Category 04 · Classic · $34.99

Pastrami Origami

Two delis. One plate.

Pastrami comes from the Yiddish pastrame — cured, spiced, smoked beef. A staple of every Jewish deli from the Lower East Side to Brighton Beach. You've been saying it your whole life. Now you know where it came from.

We took the most Jewish thing in New York — 48-hour smoked pastrami — and handed it to the Japanese side of the kitchen. What came back was teriyaki-glazed, sesame-crusted, folded into origami shapes, and served on a traditional Japanese wooden board. With wasabi, ponzu, pickled ginger, edamame, cucumber, and green onion. Then we put rye bread and house pickles on the side. Because some things are non-negotiable.

Classic Jewish-Japanese Fusion Hutzpa Sauce Available
$34.99

Serves 2–3 people

The Jewish Side

From the Deli

  • 1lb of 48-hour smoked pastrami — hand-sliced
  • Teriyaki glaze — applied hot, caramelized to order
  • Sesame crust — black and white sesame seeds
  • Rye bread — toasted, on the side
  • House pickles — dill, old-school NYC style
  • Your choice of Hutzpa Sauce — Grades 1 through 5

The Japanese Side

From Tokyo

  • Wasabi — fresh, not the tube
  • Soy sauce + Ponzu dipping sauce
  • Pickled ginger — pink, thinly sliced
  • Green onion — finely chopped, scattered
  • Edamame — lightly salted
  • Cucumber + seasonal Japanese vegetables

Hutzpa Sauce

Choose your courage level

Grade 1
Gentle hint
Grade 2
Getting real
Grade 3
Classic Hutzpa
Grade 4
We warned you
Grade 5
Pure Hutzpa

The Story

Why Pastrami. Why Origami.

Every dish at Oy Pizza follows the same rule: one Jewish word + one global food. Pastrami is the Jewish word — one of the most Yiddish things you can put in your mouth. Origami is the concept — the Japanese art of folding something flat into something extraordinary.

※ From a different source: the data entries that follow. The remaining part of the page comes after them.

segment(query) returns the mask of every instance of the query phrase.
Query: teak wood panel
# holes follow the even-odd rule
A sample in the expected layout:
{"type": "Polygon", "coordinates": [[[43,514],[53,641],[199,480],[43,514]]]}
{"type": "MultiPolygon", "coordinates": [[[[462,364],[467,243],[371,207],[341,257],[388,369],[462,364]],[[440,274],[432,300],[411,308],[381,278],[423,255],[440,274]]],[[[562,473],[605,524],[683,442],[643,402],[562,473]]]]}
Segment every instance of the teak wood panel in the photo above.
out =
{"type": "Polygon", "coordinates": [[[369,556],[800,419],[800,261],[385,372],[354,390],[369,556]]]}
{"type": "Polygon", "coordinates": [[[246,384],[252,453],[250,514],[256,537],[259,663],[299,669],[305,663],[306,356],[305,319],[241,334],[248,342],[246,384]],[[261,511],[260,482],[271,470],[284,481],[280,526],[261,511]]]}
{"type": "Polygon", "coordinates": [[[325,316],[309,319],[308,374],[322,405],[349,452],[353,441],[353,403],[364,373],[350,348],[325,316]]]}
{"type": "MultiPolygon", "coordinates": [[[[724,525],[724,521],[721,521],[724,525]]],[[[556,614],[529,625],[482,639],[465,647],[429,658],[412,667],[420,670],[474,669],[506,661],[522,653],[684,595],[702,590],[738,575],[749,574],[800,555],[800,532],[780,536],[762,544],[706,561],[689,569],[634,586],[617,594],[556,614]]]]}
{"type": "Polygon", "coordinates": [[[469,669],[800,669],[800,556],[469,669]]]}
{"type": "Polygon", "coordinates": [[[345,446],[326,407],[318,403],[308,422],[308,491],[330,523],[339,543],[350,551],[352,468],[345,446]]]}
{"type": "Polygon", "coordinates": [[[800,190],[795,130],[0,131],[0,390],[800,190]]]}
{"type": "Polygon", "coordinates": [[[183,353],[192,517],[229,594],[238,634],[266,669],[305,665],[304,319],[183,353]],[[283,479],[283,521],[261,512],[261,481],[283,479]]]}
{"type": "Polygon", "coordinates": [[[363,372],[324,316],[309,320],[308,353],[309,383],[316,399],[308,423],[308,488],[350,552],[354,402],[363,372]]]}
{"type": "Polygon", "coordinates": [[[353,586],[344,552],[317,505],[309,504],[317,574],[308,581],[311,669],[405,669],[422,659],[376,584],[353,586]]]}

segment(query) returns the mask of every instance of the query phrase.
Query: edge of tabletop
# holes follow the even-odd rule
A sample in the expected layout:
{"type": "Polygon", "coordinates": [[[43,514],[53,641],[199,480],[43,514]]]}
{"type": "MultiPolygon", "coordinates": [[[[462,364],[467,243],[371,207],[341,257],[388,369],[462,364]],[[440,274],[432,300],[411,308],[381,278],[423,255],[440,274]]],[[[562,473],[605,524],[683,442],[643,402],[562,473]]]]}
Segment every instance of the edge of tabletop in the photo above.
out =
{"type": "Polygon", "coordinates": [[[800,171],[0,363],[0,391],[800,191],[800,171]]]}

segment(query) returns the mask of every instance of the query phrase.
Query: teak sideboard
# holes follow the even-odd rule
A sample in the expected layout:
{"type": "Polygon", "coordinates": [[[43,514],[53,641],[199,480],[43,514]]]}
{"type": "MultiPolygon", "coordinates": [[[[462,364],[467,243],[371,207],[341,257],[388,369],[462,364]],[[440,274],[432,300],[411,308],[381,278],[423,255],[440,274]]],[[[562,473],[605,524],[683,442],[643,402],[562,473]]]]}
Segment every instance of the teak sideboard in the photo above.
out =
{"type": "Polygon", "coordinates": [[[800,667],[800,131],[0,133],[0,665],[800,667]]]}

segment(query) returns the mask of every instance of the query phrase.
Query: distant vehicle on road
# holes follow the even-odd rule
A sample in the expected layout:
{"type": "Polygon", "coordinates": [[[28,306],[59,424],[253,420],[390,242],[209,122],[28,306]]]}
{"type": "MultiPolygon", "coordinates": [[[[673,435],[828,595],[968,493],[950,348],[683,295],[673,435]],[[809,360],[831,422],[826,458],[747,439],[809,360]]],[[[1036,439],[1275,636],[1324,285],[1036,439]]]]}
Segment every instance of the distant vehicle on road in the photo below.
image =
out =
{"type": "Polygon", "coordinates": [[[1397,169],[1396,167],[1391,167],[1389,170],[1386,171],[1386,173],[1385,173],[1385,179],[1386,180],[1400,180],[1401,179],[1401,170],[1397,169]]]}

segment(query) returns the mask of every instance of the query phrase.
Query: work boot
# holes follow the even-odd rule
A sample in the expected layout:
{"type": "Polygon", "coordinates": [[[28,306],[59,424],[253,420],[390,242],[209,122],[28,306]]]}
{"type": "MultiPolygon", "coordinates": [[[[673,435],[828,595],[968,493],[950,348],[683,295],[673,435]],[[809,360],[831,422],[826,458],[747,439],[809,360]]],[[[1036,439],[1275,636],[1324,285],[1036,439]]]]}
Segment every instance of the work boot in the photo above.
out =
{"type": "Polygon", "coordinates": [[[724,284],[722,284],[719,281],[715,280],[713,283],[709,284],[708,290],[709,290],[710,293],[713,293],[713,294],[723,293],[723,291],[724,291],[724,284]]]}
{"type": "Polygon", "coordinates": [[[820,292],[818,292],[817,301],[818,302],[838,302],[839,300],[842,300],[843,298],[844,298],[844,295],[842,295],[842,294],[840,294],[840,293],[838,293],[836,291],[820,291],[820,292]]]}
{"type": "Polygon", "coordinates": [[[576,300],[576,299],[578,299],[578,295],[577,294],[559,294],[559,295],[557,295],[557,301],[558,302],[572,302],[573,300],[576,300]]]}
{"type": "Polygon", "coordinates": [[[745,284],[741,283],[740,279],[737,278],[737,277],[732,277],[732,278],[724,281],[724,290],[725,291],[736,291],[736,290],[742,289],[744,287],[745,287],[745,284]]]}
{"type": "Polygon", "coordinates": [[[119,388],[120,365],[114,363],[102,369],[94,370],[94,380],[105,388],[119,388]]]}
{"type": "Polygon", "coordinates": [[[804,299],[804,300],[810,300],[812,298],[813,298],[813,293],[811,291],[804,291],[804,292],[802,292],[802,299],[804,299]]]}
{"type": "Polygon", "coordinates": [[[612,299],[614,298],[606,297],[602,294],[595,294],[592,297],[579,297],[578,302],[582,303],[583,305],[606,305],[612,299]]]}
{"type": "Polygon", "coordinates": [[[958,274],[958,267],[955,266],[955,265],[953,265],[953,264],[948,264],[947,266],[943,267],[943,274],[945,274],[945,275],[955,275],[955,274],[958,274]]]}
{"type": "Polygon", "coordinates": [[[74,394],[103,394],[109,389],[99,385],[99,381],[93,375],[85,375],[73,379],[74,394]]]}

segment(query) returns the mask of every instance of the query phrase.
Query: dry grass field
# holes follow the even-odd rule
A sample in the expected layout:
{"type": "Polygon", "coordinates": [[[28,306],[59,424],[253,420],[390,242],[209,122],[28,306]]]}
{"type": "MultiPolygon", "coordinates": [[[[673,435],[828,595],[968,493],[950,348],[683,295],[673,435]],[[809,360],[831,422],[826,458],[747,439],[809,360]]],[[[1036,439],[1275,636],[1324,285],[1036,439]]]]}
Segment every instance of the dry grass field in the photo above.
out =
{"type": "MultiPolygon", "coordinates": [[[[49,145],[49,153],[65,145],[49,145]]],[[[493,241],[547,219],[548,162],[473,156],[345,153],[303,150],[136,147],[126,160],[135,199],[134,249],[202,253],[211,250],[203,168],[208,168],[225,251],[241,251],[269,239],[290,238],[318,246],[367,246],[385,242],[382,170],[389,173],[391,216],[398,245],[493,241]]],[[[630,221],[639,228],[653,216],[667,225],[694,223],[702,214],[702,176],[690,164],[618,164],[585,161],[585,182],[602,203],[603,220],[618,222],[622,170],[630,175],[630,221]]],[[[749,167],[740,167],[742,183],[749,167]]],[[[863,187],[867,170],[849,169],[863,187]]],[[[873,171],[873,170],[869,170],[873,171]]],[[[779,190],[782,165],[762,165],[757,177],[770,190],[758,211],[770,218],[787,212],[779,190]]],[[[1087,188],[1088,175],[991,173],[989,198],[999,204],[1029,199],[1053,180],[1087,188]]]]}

We didn't choose origami as decoration. We chose it because pastrami, when sliced correctly and folded with intention, becomes something visually stunning. The Japanese kitchen taught us how to present it. The Jewish deli taught us how to smoke it.

The rye bread and pickles on the side? That's not fusion. That's respect.